O Supremo Tribunal Federal formou, nesta quarta-feira (11), maioria para responsabilizar plataformas digitais por conteúdos ilegais publicados por usuários, mesmo sem decisão judicial prévia.
O julgamento, ainda em andamento, questiona a constitucionalidade do artigo 19 do Marco Civil da Internet, que até então protegia as redes sociais de punição caso não houvesse uma ordem expressa da Justiça para remover as postagens.
A decisão já conta com seis votos a um pela inconstitucionalidade do artigo. Com isso, redes sociais como Facebook, Instagram, YouTube, X (antigo Twitter) e TikTok poderão ser responsabilizadas caso não retirem conteúdos considerados ilícitos assim que forem notificados.

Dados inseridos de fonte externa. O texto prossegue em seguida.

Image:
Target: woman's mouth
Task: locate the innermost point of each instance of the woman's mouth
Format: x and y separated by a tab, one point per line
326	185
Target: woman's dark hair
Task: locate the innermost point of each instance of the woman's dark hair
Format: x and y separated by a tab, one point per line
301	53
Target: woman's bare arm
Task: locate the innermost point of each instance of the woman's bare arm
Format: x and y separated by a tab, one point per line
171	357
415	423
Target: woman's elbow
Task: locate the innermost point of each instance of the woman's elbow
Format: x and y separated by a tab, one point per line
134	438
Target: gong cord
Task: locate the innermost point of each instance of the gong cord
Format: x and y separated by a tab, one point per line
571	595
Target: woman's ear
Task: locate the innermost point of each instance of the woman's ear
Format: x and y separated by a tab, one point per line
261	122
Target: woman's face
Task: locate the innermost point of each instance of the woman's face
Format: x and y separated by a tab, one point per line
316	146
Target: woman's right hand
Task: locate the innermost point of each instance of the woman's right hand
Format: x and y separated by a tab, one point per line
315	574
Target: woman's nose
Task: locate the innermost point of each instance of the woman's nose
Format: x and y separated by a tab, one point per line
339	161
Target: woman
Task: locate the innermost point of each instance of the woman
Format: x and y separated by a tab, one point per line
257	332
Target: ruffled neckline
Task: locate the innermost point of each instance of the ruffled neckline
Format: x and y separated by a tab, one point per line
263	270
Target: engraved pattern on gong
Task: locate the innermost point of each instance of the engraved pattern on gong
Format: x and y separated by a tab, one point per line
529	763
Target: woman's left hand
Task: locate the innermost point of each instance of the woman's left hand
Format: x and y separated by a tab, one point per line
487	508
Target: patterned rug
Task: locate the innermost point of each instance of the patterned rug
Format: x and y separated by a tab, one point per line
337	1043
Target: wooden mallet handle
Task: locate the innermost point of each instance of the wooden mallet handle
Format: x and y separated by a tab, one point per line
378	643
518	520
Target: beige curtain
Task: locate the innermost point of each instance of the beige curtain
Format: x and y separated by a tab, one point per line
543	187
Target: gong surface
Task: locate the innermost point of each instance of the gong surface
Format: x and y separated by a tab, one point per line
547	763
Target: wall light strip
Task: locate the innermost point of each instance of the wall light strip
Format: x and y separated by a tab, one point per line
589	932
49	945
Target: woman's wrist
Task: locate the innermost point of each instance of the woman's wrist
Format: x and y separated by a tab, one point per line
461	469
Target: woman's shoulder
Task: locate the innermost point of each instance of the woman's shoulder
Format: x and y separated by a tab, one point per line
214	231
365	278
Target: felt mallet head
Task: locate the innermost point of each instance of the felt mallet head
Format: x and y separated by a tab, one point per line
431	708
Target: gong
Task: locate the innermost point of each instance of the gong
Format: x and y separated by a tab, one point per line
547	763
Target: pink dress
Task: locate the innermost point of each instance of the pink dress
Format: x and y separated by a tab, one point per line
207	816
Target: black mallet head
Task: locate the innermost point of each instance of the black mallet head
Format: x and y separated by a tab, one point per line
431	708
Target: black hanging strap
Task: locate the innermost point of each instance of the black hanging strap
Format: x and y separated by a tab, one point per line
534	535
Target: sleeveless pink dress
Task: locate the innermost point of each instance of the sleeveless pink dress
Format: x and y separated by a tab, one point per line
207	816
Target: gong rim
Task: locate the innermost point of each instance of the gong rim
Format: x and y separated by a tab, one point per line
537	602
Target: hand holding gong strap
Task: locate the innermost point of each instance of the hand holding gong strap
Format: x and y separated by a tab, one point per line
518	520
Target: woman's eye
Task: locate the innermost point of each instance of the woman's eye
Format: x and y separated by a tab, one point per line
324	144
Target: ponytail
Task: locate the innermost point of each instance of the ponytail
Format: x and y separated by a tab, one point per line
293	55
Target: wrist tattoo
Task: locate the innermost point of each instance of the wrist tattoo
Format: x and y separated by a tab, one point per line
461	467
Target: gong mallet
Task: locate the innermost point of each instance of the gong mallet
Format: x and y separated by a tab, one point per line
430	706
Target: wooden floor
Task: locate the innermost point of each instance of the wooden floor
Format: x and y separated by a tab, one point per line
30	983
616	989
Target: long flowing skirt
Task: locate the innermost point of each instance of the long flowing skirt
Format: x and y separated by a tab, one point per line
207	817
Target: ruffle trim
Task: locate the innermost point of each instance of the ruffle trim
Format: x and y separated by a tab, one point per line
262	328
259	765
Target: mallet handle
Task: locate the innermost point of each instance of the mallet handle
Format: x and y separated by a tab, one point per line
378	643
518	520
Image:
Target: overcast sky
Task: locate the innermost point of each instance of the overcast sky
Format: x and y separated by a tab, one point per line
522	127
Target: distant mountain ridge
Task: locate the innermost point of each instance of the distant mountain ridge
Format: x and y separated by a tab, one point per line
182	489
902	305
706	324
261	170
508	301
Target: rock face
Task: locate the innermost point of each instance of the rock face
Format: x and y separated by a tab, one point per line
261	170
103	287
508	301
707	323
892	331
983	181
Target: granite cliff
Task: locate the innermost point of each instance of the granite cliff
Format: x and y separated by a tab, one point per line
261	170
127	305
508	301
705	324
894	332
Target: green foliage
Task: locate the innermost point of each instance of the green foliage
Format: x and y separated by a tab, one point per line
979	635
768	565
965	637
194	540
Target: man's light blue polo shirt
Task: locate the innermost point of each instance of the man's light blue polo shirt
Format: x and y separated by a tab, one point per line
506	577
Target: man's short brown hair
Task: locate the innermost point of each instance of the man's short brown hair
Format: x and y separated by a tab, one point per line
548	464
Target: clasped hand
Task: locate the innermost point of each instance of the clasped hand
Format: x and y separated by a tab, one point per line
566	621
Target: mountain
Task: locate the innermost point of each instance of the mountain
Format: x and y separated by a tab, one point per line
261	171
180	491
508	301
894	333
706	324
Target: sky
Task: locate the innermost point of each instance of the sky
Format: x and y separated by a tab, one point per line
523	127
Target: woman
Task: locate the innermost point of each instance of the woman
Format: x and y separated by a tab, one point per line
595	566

O julgamento envolve dois recursos extraordinários com repercussão geral. O primeiro, relatado pelo ministro Dias Toffoli, diz respeito a um processo movido contra o Facebook, após a criação de um perfil falso na plataforma.
O segundo, sob relatoria de Luiz Fux, trata de uma ação envolvendo o Google e conteúdos publicados no extinto Orkut.
Toffoli votou pela inconstitucionalidade do artigo 19
Ele defendeu que as plataformas devem remover os conteúdos assim que forem notificadas, mesmo sem ordem da Justiça.
O ministro apresentou um conjunto de dez deveres que, segundo ele, devem ser exigidos das plataformas, como transparência, combate a contas falsas e responsabilidade solidária por crimes como racismo e incitação à violência.
Fux acompanhou o entendimento de Toffoli e sugeriu que, após a notificação, a plataforma remova o conteúdo de imediato e, se discordar, recorra posteriormente à Justiça para tentar restabelecê-lo. Para Fux, a demora na exclusão pode causar danos irreparáveis.
O ministro Luís Roberto Barroso, presidente do STF, votou pela parcial inconstitucionalidade do artigo 19.
Segundo sua proposta, conteúdos que configurem crimes graves — como pornografia infantil, terrorismo ou ataques à democracia — devem ser retirados sem necessidade de decisão judicial.
Para outros casos, como crimes contra a honra, Barroso manteve a exigência de autorização judicial.
Também votaram com a maioria os ministros Flávio Dino, Cristiano Zanin e Nunes Marques. Dino argumentou que a responsabilidade civil das plataformas deve seguir o artigo 21 do Marco Civil da Internet, que prevê a retirada de conteúdos após notificação.
Ele defendeu a responsabilização por publicações que façam apologia à violência ou ameacem o Estado Democrático de Direito.
Voto de Zanin

Zanin votou alinhado ao relator Toffoli e defendeu a responsabilização das plataformas por conteúdos ilegais assim que houver notificação, sem necessidade de decisão judicial.
Nunes Marques também acompanhou a maioria, mas seus argumentos não foram divulgados nas informações disponíveis.
Voto contrário
O único voto contrário foi do ministro André Mendonça. Ele considerou o artigo 19 constitucional e defendeu a necessidade de ordem judicial para remoção de conteúdos, sob o argumento de que essa exigência protege a liberdade de expressão e evita censura prévia.
Mendonça propôs que apenas perfis comprovadamente falsos ou operados por robôs possam ser retirados sem decisão judicial.
Ele também criticou a suspensão de perfis por tempo indeterminado, prática que atribuiu a decisões do ministro Alexandre de Moraes, classificando-as como censura.
Mendonça defendeu ainda um modelo de “autorregulação regulada”, no qual as plataformas adotariam mecanismos próprios de compliance, sem serem responsabilizadas diretamente pelas postagens dos usuários.
Para ele, as empresas devem ter legitimidade para defender a liberdade de expressão de quem publica nas redes.
Os ministros Gilmar Mendes, Edson Fachin, Alexandre de Moraes e Cármen Lúcia ainda não votaram, mas a maioria necessária para modificar o entendimento sobre o artigo 19 já foi alcançada.
Com a decisão, as plataformas poderão ser obrigadas a retirar conteúdos que promovam desinformação, discurso de ódio, incitação à violência ou ataques ao regime democrático, a partir de notificações feitas por usuários, sob risco de sanções e multas.
Posição das empresas
Empresas de tecnologia alegam que a mudança pode levar à remoção preventiva de conteúdos legítimos, como reportagens jornalísticas e publicações de humor, por receio de punições.
Representantes das big techs também afirmam que o novo entendimento compromete a liberdade de expressão, transfere responsabilidade indevida às plataformas e impõe um custo operacional alto para moderação de bilhões de postagens diárias.
A Advocacia-Geral da União, por outro lado, defendeu a nova responsabilização. Destacou casos em que a ausência de ação das plataformas resultou em consequências graves, como a morte de uma menina de oito anos após participar de um “desafio” promovido em redes sociais.